Material Contracts: Issuers make prohibited redactions in a material agreement, including redactions of debt covenants and ratios in financing or credit agreements or key terms necessary for an understanding of the impact of the contract on the business. Issuers fail to provide a description of the redacted information. Inconsistencies exist between the material contracts filed on SEDAR and those listed as material contracts in the annual information form (AIF).

Management Information Circular: Circulars prepared in situations of restructuring under which securities are to be changed, exchanged, issued or distributed do not provide prospectus level disclosure. Issuers who spin out a new entity or complete a reverse take-over transaction fail to provide a full description of the proposed business and related financial information. Issuers do not incorporate by reference the management information circular related to a restructuring transaction into their material change report or the material change report does not include the required disclosure.

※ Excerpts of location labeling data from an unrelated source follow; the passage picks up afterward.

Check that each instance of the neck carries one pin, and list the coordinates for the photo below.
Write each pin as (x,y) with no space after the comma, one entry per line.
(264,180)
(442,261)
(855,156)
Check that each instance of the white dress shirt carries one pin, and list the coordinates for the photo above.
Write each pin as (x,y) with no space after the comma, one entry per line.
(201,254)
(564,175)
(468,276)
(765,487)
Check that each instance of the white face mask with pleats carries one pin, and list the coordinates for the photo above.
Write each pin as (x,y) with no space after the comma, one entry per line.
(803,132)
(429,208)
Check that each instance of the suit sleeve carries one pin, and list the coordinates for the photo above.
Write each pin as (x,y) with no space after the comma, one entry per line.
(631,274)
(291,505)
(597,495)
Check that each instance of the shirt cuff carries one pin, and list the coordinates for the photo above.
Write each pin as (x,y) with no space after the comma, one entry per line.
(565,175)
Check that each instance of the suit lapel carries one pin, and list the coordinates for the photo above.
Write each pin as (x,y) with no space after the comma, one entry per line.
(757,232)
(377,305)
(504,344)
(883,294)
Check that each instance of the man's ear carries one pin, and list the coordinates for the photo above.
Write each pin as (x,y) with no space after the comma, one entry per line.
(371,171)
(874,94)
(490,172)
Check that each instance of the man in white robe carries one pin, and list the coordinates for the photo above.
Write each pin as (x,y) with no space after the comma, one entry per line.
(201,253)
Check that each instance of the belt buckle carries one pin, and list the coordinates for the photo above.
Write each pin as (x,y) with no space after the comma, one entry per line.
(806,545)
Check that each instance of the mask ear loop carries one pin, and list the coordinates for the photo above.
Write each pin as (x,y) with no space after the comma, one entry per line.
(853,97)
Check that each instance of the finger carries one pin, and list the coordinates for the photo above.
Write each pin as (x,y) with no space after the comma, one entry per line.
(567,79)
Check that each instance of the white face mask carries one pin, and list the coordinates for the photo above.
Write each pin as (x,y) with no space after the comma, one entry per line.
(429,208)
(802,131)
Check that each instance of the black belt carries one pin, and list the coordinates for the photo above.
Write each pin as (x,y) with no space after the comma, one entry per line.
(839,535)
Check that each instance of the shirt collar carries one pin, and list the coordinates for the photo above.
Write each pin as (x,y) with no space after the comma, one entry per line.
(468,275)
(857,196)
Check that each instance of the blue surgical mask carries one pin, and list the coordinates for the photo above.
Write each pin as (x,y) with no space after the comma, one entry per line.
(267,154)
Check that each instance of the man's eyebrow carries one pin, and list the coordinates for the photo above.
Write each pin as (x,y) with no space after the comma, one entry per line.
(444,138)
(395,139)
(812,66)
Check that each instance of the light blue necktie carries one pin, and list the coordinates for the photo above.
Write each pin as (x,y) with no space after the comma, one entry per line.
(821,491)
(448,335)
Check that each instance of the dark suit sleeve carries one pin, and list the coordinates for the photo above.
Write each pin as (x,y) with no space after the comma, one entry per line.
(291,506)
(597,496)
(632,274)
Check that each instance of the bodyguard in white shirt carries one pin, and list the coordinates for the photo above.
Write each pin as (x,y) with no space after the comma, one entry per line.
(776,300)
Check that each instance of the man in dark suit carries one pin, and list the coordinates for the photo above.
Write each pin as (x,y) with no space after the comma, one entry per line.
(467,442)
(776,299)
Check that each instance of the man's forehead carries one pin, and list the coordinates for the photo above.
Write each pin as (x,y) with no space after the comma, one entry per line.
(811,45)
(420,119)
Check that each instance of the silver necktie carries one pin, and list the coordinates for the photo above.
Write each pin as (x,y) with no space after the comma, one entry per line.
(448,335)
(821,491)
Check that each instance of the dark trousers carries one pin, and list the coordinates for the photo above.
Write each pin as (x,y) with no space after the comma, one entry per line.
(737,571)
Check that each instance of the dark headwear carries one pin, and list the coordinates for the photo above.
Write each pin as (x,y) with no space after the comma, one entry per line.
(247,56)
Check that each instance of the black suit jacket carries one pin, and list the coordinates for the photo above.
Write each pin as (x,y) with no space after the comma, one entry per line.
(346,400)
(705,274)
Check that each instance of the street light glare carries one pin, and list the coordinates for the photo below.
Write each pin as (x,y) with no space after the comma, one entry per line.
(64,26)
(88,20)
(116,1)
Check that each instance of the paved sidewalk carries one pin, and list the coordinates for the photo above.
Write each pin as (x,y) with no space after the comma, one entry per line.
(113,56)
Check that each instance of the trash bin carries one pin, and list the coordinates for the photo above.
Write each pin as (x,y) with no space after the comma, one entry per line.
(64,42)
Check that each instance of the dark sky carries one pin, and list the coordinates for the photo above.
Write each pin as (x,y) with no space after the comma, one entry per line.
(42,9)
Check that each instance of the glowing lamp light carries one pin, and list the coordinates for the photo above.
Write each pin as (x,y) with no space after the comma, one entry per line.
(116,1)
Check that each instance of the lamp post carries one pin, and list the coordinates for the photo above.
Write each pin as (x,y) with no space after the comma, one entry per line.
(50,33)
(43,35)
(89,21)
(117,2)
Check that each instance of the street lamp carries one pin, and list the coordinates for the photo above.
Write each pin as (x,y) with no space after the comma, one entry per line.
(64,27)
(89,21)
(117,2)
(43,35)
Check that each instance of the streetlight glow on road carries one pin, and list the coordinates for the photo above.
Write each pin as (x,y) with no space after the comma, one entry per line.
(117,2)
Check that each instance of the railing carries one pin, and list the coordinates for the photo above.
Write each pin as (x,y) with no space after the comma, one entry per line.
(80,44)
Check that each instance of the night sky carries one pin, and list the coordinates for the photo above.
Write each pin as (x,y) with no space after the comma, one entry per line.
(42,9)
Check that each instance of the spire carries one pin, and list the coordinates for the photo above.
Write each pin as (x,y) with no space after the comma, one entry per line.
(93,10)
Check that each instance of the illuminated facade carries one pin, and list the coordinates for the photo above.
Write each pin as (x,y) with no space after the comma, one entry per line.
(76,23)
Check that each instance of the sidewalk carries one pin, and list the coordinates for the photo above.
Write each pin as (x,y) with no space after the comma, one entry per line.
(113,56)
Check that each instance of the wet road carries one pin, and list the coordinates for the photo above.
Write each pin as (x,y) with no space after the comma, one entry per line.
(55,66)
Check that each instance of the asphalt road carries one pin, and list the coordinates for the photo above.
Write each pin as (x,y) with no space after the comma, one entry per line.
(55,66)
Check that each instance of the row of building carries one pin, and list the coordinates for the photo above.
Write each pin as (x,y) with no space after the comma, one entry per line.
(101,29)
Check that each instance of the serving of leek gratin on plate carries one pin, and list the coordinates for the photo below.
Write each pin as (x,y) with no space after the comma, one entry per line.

AIF: Issuers do not provide sufficient description of their business and the applicable risk factors in their AIF.

OTHER MATTERS RAISED IN THE NOTICE

Credit Risk

Given continued economic challenges, the CSA advises that although many issuers have experienced an increase in their aged account receivables, their financial statement disclosure in respect of their accounts receivable and related allowances are insufficient for readers to understand the underlying credit risk.

Non-GAAP Measures

Issuers fail to disclose and discuss the most directly comparable GAAP measure as presented in the financial statements when they present and discuss non-GAAP measures or give greater prominence to non-GAAP measures in their MD&As or news releases. The CSA advise that determining whether inappropriate prominence is given to a non-GAAP measure is a matter of judgment, taking into account the manner in which the non-GAAP measure is presented (e.g., ordering and font style and size) as compared to the related GAAP measure, as well as the emphasis of the related commentary. In particular, the Notice provides that it would be inappropriate for an issuer to discuss results and trends of its non-GAAP measures without at least providing an equally prominent discussion of the most directly comparable GAAP measure. See also our February 2016 Blakes Bulletin: CSA re: Non-GAAP, TSX NCIB FAQs and Other Acronyms.

Insiders Reporting

See OSC Staff Notice 51-726 – Report on Staff’s Review of Insider Reporting and User Guides for Insiders and Issuers.

Oil and Gas Reporting

The Notice provides that observed disclosure deficiencies often involve errors, omissions and potentially misleading information of abandonment and reclamation costs; resources other than reserves and type wells; and drilling locations and required associated information. Also see CSA Staff Notice 51-345 Disclosure of Abandonment and Reclamation Costs in National Instrument 51-101 Standards of Disclosure for Oil and Gas Activities and Related Forms and our January 2015 Blakes Bulletin: CSA Implements Amendments to Oil and Gas Disclosure Requirements.